SEC News Supplement:
Opening Statement of Chairman Arthur Levitt
Open Meeting on Regulation Fair Disclosure
August 10, 2000
Good morning. The Commission meets today to consider the adoption of rules designed to promote the full and fair disclosure of financial information. High quality and timely information is the lifeblood of strong, vibrant markets. It is at the very core of investor confidence.
But when that information travels only to a privileged few, when that information is used to profit at the expense of the investing public, when that information comes by way of favored access rather than by acumen, insight, or diligence, we must ask, "Whose interest is really being served?" If investors see a stock’s price change dramatically -- but are given access to critical market-moving information only much later -- we risk nothing less than the public’s faith and confidence in America’s capital markets.

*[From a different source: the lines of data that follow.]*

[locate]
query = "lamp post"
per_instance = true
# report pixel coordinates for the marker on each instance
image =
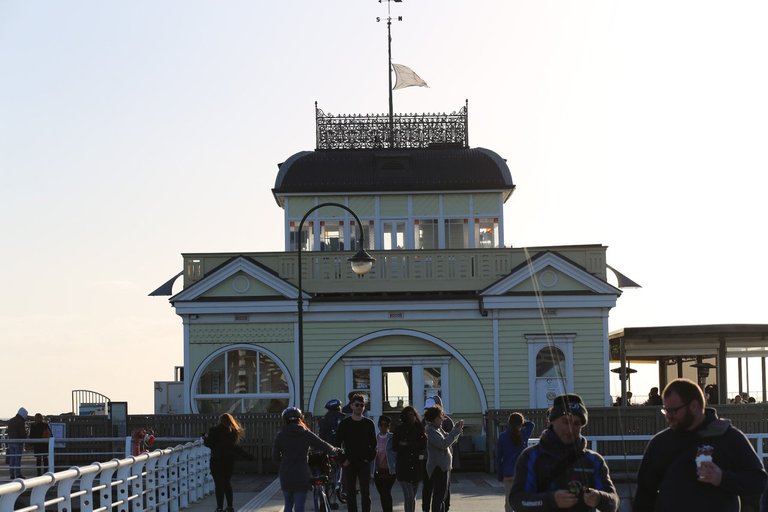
(361, 263)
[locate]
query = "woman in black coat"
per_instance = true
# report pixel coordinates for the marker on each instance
(291, 449)
(222, 440)
(409, 442)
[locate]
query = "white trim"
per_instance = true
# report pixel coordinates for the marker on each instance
(606, 362)
(187, 384)
(496, 362)
(500, 216)
(228, 348)
(398, 332)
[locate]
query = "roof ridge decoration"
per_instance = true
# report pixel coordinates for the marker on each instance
(406, 131)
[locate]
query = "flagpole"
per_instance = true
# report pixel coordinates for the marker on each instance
(389, 73)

There’s a saying that only three things matter in real estate: location, location, location. Unfortunately, in some quarters, the same principle is taking root in investing, and the place to be is inside the information loop -- that small circle of Wall Street professionals with whom companies share significant nonpublic information before the rest of us. Like that neighborhood with gated entrances and tall fences, moving into the information loop is not always an option for many of America’s small investors.
Today, as Wall Street analysts play an increasingly visible role in recommending stocks, some in corporate management treat material information as a commodity -- a way to gain and maintain favor with particular analysts. What’s more, as analysts become more and more dependent on the "inside word," the pressure to report favorably on a company has grown even greater, as analysts seek to protect and guarantee future access to selectively disclosed information.

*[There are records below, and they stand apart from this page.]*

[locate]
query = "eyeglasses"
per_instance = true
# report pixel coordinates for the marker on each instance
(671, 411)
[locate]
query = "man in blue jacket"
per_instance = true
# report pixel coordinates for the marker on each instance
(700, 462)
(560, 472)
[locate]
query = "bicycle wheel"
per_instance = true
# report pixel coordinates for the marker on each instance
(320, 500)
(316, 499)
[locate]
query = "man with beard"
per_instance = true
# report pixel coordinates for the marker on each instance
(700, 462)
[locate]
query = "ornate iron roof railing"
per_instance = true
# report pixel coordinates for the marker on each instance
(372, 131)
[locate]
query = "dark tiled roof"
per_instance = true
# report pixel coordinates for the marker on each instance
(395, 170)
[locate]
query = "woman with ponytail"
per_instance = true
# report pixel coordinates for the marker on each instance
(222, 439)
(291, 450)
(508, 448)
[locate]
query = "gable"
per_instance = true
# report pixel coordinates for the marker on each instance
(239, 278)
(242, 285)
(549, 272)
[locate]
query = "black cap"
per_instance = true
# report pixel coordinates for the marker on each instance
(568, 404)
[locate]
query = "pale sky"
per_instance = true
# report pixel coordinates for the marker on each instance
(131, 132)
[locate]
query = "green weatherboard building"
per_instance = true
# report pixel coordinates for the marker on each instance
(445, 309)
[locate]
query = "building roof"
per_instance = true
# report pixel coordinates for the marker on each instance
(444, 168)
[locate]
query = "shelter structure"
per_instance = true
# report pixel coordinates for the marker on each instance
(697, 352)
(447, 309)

Simply put, these practices defy the principles of integrity and fairness. In this country, we pride ourselves on having the purest form of meritocracy in the world. We teach our children that a person gets ahead through hard work and diligence. We ground ourselves in a trust that, through equal opportunity, everyone has a chance to succeed. America’s marketplace should be no exception. Instead, it should serve as a beacon. No one should be excluded.
The adoption of today’s rules -- appropriately named Regulation FD, for Fair Disclosure -- would mean that when companies disclose material, nonpublic information, they must disseminate this information broadly. If, for instance, corporate officers wish to inform Wall Street analysts that the company may not make its upcoming quarterly earnings estimate, this same information must be simultaneously disclosed to the public, through a press release or other comparable avenue. Regulation FD would bring all investors, regardless of the size of their holdings, into the information loop -- where they belong. To all of America’s investors, it’s well past time to say, "Welcome to the neighborhood."

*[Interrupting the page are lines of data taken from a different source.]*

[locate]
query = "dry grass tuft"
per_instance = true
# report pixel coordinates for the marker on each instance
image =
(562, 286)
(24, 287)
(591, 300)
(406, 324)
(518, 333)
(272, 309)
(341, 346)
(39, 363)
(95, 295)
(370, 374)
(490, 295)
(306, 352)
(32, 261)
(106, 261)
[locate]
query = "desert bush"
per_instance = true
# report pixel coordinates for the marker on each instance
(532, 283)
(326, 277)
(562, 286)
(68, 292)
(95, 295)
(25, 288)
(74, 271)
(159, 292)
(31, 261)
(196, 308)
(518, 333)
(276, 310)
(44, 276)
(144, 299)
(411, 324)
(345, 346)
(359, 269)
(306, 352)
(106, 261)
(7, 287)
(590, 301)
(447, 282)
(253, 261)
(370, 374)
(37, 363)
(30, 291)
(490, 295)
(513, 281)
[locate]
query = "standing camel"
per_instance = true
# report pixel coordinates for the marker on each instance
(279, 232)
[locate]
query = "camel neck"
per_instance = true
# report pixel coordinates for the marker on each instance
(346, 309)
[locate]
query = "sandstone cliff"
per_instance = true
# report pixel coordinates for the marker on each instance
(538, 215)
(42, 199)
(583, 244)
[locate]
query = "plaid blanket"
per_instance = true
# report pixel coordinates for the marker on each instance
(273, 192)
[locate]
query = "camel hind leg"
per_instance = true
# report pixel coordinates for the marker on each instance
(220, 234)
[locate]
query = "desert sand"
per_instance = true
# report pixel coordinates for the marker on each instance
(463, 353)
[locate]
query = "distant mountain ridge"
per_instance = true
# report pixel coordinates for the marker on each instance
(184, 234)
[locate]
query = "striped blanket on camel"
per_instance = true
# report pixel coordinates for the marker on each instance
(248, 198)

While investor interests have conditioned every decision made by this Commission since 1993, our rulemaking must be characterized by balance and fairness. The comment period is intended to evaluate divergent views and respond with modifications that bring the process as close to consensus as possible.
Nearly every rule elicits warnings about unintended consequences. Our markets, however, are so dynamic that the consequences of no action are often more serious than the process of adapting to change. Clearly it is the responsibility of this and successor Commissions to continually evaluate the impact of laws and regulations on our markets and seek ways to adjust in an increasingly competitive global environment. This is no one-shot process but, rather, an ongoing effort to adapt to change by fine-tuning the important guideposts that will insure the primacy of U.S. markets and protection of U.S. investors.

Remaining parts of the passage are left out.